Guru dan Orangtua Tentukan Budaya Baca

Syarief Oebaidillah
13/10/2016 09:49
Guru dan Orangtua Tentukan Budaya Baca
(ANTARA/Umarul Faruq)

PERANAN guru dan orangtua sangat menentukan dalam membangun kesadaran budaya membaca. Salah satu upaya yang bisa dilakukan ialah dengan memberi anak-anak (siswa) kesempatan yang lebih besar untuk terlibat dalam kegiatan membaca rutin.

Menurut Direktur Pembinaan Sekolah Menengah Pertama (SMP) Kementerian Pendidikan dan Kebudayaan Supriano, upaya pemerintah melalui Kemendikbud dalam menggerakkan minat baca siswa di sekolah mulai terlihat membuahkan hasil karena sudah direspons positif oleh pihak sekolah.

"Kebijakan yang dituangkan melalui Permendikbud No.23 Tahun 2015 tentang Penumbuhan Budi Pekerti, yakni setiap sekolah wajib menerapkan kegiatan membaca buku 15 menit sebelum memulai pelajaran, mendapat respons positif," ujarnya dalam sebuah diskusi di Jakarta, kemarin (Rabu, 12/10).

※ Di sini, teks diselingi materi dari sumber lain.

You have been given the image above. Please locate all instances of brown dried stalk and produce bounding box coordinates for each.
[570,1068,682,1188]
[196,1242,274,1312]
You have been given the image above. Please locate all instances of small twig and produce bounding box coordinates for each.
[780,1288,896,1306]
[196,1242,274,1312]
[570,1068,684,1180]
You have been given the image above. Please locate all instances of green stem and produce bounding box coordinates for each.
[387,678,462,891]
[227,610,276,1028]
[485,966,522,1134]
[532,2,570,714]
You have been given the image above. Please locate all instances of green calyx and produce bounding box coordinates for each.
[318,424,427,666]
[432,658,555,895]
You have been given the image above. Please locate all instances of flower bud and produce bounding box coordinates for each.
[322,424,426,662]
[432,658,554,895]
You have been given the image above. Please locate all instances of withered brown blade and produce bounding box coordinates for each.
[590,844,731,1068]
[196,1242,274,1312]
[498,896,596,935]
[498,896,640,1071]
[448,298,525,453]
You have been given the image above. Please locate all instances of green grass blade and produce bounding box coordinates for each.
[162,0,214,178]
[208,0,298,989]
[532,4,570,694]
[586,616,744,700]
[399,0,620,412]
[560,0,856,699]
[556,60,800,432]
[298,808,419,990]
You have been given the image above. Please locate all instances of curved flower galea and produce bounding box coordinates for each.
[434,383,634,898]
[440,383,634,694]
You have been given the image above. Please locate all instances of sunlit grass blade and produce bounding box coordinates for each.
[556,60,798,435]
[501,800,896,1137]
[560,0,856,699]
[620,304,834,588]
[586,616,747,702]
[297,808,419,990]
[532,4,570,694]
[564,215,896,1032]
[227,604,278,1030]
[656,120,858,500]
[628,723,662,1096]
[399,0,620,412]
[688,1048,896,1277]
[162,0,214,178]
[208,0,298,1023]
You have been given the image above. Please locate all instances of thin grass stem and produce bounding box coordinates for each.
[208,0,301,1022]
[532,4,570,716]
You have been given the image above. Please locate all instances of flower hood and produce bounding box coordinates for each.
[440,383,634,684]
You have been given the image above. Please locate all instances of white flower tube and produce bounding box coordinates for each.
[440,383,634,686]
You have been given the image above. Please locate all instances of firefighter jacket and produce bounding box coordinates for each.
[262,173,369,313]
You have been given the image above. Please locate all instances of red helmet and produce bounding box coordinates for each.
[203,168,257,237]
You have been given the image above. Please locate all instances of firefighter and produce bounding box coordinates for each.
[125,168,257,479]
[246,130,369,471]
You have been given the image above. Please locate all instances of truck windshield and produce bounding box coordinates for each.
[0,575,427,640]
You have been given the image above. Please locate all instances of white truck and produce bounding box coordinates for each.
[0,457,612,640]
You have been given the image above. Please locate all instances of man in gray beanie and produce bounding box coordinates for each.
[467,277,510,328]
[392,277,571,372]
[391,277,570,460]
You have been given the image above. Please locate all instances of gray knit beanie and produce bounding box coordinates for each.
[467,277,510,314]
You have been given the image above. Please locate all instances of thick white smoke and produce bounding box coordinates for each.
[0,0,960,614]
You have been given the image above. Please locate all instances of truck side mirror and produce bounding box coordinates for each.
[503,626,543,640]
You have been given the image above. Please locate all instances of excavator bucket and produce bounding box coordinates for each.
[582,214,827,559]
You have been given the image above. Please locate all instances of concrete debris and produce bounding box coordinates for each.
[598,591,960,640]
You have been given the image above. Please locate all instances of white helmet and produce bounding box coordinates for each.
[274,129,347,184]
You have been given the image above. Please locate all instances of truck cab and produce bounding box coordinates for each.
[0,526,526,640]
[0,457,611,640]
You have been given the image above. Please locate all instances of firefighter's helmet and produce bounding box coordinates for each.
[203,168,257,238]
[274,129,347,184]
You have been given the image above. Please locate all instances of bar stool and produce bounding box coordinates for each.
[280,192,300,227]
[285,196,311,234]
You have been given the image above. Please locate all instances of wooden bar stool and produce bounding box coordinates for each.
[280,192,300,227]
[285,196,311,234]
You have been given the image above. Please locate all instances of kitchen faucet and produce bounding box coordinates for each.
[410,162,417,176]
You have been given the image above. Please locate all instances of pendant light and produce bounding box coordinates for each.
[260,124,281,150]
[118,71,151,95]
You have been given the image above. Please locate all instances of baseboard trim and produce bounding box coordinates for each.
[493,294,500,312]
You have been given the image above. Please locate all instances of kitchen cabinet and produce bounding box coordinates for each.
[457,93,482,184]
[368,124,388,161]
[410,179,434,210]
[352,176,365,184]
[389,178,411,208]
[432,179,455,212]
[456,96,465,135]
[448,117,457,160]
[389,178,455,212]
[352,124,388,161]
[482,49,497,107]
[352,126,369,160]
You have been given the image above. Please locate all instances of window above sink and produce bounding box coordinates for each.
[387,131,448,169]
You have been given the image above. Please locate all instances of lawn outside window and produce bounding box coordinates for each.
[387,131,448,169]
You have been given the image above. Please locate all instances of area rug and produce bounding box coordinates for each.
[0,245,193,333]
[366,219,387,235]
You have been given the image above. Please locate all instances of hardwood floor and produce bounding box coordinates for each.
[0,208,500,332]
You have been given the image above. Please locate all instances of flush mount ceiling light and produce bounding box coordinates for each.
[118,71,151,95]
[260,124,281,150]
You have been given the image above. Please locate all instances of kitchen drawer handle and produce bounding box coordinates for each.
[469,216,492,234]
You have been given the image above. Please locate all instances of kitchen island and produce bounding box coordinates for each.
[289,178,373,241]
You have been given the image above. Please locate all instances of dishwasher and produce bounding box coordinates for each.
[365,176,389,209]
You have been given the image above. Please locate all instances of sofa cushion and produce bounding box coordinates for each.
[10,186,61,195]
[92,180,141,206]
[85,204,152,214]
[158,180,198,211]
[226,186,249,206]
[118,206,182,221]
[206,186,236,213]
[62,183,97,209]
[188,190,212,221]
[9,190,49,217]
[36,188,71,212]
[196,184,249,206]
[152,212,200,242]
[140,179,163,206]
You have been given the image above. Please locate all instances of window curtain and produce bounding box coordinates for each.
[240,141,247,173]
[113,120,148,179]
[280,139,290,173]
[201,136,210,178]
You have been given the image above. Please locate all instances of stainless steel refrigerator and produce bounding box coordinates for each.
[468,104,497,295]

Dijelaskan, guru dapat dilatih lebih jauh dalam membangun kesadaran (phonemic), bunyi atau suara (phonics), kelancaran membaca, penguasaan kosakata, dan keterampilan pemahaman teks.

Strategi pemahaman lain yang dapat digunakan, misalnya, dengan meminta anak untuk menebak atau merangkum teks bacaan sebelum, selama, dan sesudah membaca.

Membaca bermanfaat besar bagi pencapaian keterampilan membaca dan membantu membangkitkan kemampuan kognitif melalui pengembangan kosakata dan pengetahuan umum.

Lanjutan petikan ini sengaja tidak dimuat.